Being addressed by his surname was yet another aspect of the place Jonathan had still to accept. “I think so, sir,” he said.
He’d hoped school would take his mind off his grandmother, but now he felt that anybody there might bring her up. Suppose she proved to be the theme of the morning assembly? Once the pupils had been herded into the main building, however, and the staff had taken their seats onstage in the assembly hall, the headmaster lectured about the football team and how their performance should inspire the other pupils to try harder. Jonathan was trying to keep that in mind when Mr Foster singled him out at the beginning of the English lesson. “Is there anything you’d like to share with us, Hastings?”
“Like what, sir?”
“Such as, I believe you mean. About your bereavement.”
“Such as what, sir?” Jonathan wished he didn’t feel bound to ask.
“Forgive me if you think I’m prying.” The teacher’s face had managed to lengthen itself, and looked capable of pouting when Jonathan failed to answer. “Recollect in tranquillity,” Mr Foster told himself, and seemed inspired. “That can be your subject for homework, all of you. Write about a loss, whatever it may be.”
Could Jonathan’s grandmother read what he wrote about her? In at least one way writing was different from talking — it was even harder — but surely it would give him more to say aloud about her. The trouble was that the prospect of writing drove all his thoughts for it out of his head. His skull felt emptied throughout the English lesson and the other classes, interrupted by lunch and larking in the schoolyard, activities that came no nearer reaching him than the questions teachers aimed at him. He assumed they toned down their responses to his uselessness because they knew about his grandmother.
None of the boys he’d made any kind of friends with lived near him. Soon his route home left him alone with the November dark, which he could have imagined the houses were hauling down from the sky. The dark had moved into his grandmother’s house. The faltering light of the streetlamp beyond the unreasonably long drive showed him the key in his hand. The jerky shadow of a branch of the tree that hid the house from passers-by clawed at his wrist as he unlocked the front door.
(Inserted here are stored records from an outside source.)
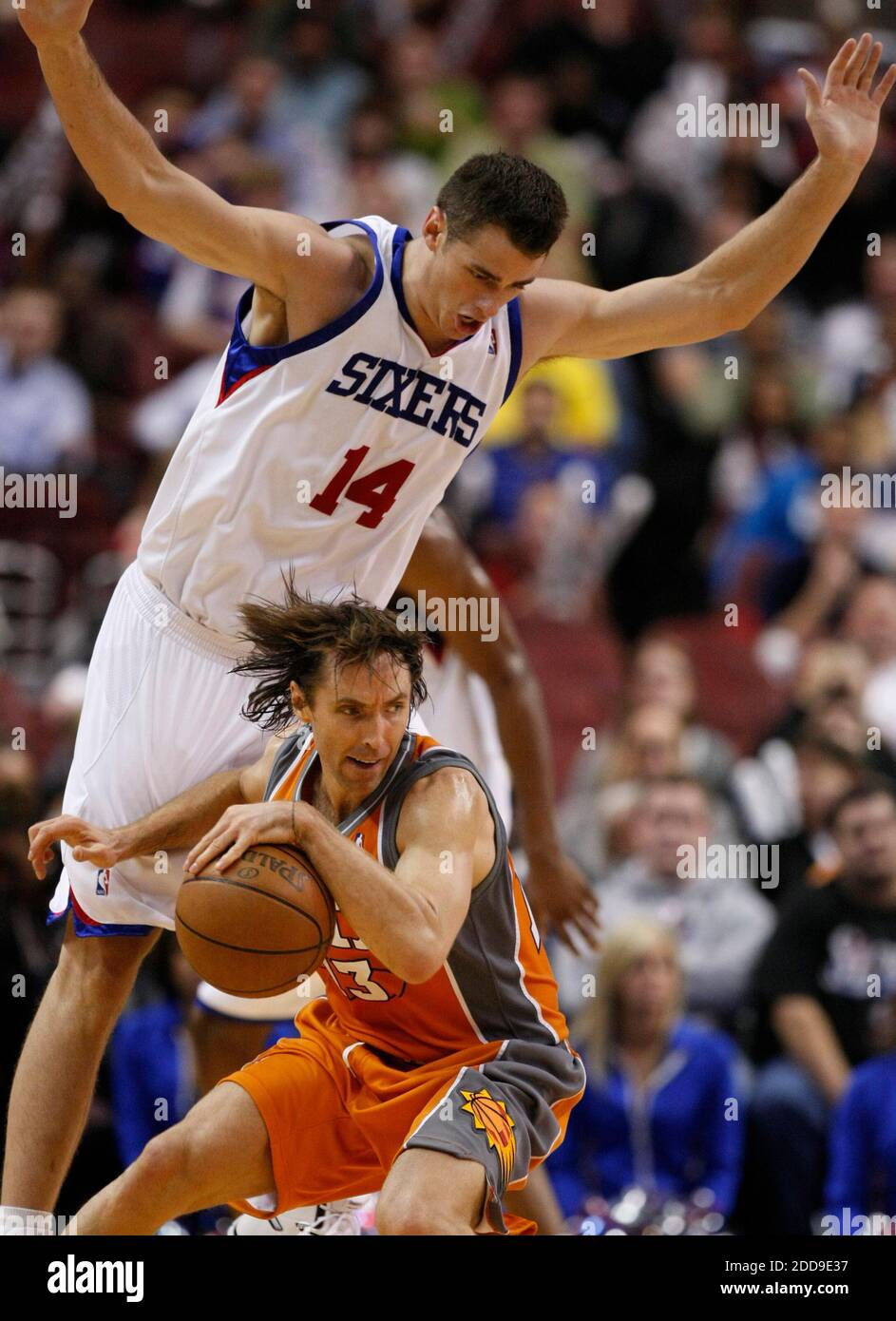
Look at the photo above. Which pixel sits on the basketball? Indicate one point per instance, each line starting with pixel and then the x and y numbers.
pixel 257 928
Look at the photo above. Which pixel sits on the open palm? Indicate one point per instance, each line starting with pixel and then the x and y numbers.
pixel 844 115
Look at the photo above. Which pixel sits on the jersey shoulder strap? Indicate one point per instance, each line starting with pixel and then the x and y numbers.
pixel 287 756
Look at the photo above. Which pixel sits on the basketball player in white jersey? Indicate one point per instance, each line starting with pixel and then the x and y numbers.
pixel 327 453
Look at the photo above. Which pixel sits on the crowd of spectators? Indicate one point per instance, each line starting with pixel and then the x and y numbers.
pixel 739 1025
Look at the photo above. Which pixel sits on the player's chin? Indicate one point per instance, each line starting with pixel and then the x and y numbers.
pixel 463 328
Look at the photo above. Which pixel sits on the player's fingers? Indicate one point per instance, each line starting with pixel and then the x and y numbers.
pixel 885 86
pixel 43 839
pixel 838 64
pixel 856 61
pixel 236 851
pixel 97 853
pixel 210 851
pixel 201 847
pixel 866 77
pixel 813 90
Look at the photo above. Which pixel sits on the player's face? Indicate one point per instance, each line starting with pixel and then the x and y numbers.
pixel 360 718
pixel 473 278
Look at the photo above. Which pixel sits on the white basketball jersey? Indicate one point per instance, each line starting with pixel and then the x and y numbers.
pixel 462 715
pixel 327 453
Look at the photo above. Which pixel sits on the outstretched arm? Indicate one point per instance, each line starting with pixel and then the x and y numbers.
pixel 173 826
pixel 731 285
pixel 158 199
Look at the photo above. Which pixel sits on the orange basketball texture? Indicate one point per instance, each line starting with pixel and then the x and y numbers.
pixel 257 928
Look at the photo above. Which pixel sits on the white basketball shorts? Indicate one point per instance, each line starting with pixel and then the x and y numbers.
pixel 162 712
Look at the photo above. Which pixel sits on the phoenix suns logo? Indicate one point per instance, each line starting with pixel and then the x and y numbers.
pixel 492 1117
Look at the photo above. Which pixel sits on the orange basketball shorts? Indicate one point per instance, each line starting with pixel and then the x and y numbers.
pixel 338 1114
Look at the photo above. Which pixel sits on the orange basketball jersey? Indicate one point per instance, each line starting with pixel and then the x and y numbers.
pixel 496 985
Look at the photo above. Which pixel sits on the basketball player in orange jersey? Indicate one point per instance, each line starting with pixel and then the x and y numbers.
pixel 358 412
pixel 439 1063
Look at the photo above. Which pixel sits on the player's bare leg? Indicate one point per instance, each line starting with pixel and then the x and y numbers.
pixel 219 1154
pixel 222 1045
pixel 537 1202
pixel 429 1192
pixel 65 1043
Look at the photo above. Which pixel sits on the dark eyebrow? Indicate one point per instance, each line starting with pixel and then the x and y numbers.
pixel 518 284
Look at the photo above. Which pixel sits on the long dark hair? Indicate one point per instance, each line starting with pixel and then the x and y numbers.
pixel 300 637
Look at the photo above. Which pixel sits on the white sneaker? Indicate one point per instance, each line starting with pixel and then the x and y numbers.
pixel 330 1218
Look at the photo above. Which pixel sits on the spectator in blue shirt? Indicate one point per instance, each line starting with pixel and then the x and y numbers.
pixel 661 1110
pixel 862 1149
pixel 152 1063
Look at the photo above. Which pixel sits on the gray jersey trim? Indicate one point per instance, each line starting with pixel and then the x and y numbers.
pixel 483 964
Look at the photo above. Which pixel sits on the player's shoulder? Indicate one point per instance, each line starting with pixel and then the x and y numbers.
pixel 452 792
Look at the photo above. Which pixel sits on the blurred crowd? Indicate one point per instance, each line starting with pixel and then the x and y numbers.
pixel 659 519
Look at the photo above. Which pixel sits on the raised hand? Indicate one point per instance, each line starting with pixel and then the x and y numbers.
pixel 844 117
pixel 53 20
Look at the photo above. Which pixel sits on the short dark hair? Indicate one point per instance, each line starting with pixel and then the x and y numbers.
pixel 297 639
pixel 676 779
pixel 497 188
pixel 869 786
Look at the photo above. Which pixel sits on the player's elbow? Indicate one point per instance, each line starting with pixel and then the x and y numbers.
pixel 419 962
pixel 422 955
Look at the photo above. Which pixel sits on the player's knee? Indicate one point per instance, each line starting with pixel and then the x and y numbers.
pixel 409 1212
pixel 164 1162
pixel 100 971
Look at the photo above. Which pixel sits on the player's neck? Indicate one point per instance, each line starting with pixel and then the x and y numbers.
pixel 414 283
pixel 334 803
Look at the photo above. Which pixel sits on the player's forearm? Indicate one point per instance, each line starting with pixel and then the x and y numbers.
pixel 185 819
pixel 753 267
pixel 807 1033
pixel 389 917
pixel 115 151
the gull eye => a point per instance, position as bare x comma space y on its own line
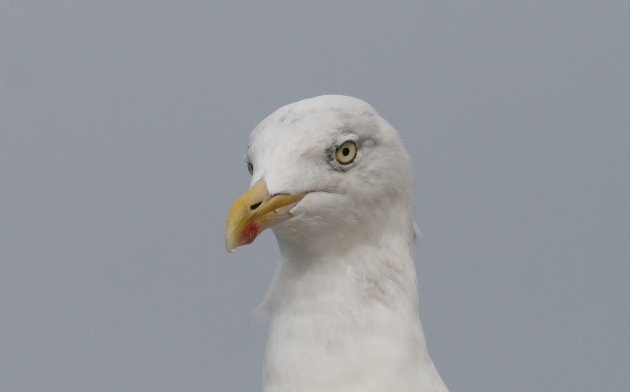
346, 153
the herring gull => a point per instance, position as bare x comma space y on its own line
333, 180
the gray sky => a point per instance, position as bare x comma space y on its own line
122, 132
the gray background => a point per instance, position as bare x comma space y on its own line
123, 127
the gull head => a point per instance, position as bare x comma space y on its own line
325, 170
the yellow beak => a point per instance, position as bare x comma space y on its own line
254, 211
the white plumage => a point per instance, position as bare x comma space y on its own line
343, 304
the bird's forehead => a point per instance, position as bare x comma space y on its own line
312, 122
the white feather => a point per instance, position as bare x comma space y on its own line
343, 304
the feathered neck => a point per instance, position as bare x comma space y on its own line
344, 315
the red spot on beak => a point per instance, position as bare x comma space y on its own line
249, 234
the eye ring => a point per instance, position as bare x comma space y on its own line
346, 152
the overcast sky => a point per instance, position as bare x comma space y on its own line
122, 132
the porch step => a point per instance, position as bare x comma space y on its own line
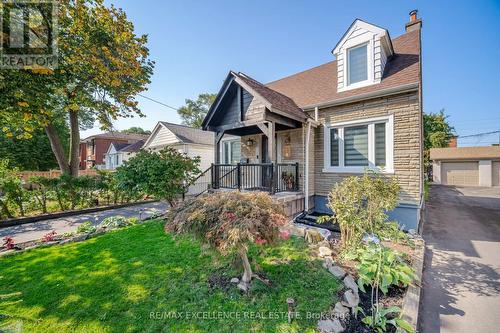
312, 219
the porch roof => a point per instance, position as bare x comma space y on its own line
229, 110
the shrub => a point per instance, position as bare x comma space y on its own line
360, 205
49, 237
85, 228
8, 242
381, 267
163, 174
229, 222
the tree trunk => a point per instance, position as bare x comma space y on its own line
57, 148
247, 274
74, 147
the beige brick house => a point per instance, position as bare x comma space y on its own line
310, 130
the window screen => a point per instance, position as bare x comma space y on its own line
334, 147
380, 144
356, 146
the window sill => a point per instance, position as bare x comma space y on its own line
356, 170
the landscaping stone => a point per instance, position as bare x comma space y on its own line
324, 251
350, 299
313, 236
350, 283
243, 286
328, 263
337, 271
330, 326
340, 311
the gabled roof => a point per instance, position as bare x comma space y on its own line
133, 148
117, 136
383, 33
184, 134
274, 100
318, 86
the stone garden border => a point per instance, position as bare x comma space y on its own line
31, 219
350, 297
411, 300
74, 238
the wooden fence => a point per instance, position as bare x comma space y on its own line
25, 175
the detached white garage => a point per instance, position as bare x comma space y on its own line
460, 173
467, 166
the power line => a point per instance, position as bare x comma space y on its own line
161, 103
479, 134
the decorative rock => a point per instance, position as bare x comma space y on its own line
350, 283
328, 263
243, 286
313, 236
337, 271
324, 251
340, 311
330, 326
351, 299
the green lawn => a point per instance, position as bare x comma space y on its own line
113, 283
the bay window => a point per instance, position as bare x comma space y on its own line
357, 145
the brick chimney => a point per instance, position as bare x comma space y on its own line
415, 23
452, 143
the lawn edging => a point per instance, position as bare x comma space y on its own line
31, 219
411, 300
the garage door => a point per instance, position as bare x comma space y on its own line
495, 167
460, 173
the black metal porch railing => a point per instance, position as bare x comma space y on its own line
268, 177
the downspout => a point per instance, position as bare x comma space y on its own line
306, 159
306, 169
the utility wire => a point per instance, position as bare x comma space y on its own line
153, 100
479, 134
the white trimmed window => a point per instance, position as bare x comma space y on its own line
231, 151
357, 64
358, 145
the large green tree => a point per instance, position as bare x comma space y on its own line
102, 66
437, 133
32, 153
194, 111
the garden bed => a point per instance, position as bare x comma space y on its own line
31, 219
142, 279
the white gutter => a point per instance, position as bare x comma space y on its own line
379, 93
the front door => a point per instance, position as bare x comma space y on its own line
264, 152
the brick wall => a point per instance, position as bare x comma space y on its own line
407, 136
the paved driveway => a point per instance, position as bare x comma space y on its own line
461, 279
32, 231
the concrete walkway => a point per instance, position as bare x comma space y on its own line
32, 231
461, 278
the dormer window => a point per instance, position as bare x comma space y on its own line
357, 64
361, 55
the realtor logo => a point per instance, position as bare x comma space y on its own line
28, 34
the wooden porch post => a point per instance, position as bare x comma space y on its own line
217, 137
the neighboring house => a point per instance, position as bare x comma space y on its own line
120, 152
94, 147
466, 166
191, 141
308, 131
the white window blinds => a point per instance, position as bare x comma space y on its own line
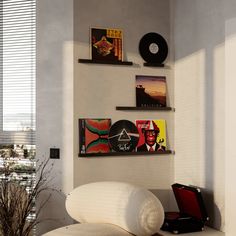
17, 66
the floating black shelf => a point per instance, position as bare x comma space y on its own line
129, 108
125, 153
127, 63
153, 64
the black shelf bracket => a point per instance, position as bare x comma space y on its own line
130, 108
127, 63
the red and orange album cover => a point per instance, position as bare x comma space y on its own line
150, 91
152, 135
106, 44
94, 135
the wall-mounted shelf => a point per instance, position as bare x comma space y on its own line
125, 153
127, 63
130, 108
150, 64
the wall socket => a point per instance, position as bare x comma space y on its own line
54, 153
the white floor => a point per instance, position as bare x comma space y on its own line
206, 232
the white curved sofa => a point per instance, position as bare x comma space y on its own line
112, 209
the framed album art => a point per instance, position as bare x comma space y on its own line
107, 44
152, 135
93, 135
150, 91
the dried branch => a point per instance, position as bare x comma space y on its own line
17, 201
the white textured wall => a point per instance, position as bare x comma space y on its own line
230, 114
200, 100
100, 88
55, 100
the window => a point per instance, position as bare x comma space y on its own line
17, 75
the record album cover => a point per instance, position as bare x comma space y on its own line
93, 135
152, 135
150, 91
106, 44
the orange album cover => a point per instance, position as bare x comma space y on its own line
107, 44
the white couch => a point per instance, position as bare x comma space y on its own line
112, 209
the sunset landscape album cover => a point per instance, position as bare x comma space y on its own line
150, 91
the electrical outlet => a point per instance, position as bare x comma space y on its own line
54, 153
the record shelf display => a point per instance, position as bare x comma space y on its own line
133, 108
90, 61
125, 153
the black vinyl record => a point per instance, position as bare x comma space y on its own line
153, 48
123, 136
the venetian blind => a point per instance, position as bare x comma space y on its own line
17, 66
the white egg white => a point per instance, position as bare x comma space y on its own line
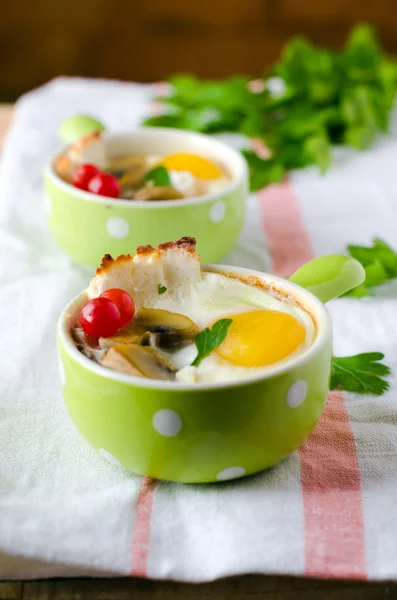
216, 297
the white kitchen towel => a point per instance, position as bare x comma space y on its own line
329, 510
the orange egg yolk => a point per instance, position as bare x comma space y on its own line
197, 165
261, 337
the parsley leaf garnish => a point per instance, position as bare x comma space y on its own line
379, 262
324, 98
209, 339
361, 374
158, 176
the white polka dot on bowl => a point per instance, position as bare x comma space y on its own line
47, 204
117, 227
218, 211
109, 457
167, 422
297, 393
230, 473
62, 374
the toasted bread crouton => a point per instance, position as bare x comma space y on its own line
172, 265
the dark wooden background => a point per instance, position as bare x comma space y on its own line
145, 40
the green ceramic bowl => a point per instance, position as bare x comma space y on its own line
201, 432
86, 226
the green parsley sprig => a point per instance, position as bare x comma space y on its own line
380, 263
361, 374
209, 339
158, 176
322, 98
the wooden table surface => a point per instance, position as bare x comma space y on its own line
250, 587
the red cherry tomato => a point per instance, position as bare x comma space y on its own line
83, 175
100, 318
104, 184
123, 301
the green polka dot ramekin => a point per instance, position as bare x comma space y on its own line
201, 432
87, 226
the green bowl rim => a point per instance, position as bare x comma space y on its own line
317, 310
237, 181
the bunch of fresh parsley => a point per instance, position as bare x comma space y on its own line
311, 99
379, 262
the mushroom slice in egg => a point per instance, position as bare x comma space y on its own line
140, 361
157, 328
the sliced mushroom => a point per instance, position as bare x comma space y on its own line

Like his grandmother, it was half as tall again as Jonathan. The dimmest stretch of the glow from the streetlamp twitched underfoot as he sprinted to turn on the jangling chandelier. Its grudging illumination lent him the courage to shut himself in before dashing to switch on the kitchen light. He dropped his schoolbag on the table with a thump that seemed both too loud and dwarfed by the room, and hauled open the refrigerator to pour himself a drink. At once he knew what he could write.
He spread his books across the table and sat on the least creaky chair. “I’m going to say some nice things about you, grandma,” he murmured. “I’ll read you them when I’ve finished.”
He wished he hadn’t thought of that — it made him nervous of the silence around him and behind him. Having ceased its mousy scurrying across the page, the nib emitted a blot like an emphatic full stop. He crossed out the sentence that seemed eager to complete itself. Mr Foster said you had to show your first draft as well as your finished work, though Jonathan’s grandmother had kept saying it looked untidy. The idea of her prowling soundlessly behind him to crane over his shoulder made him feel steeped in the lurking chill of the house. “I’ll read you what I’ve written,” he said as loudly as he dared.
He wanted to believe she was at least as distant as her room. He raised his voice so that it would be audible up there, and didn’t realise it was deafening him to any sounds until he was asked “Have you brought someone home, Jonathan?”
“Just doing my homework,” he found the breath to tell his mother as she and Trudy marched along the hall.
“Why, do you have to read it to your class?” She kissed his forehead before stooping to examine his homework while Trudy looked uncertain whether to do either. Eventually his mother straightened up and blinked at his forehead as though she had a mind to take back the kiss. “Well, if that’s how you remember it, Jonathan.”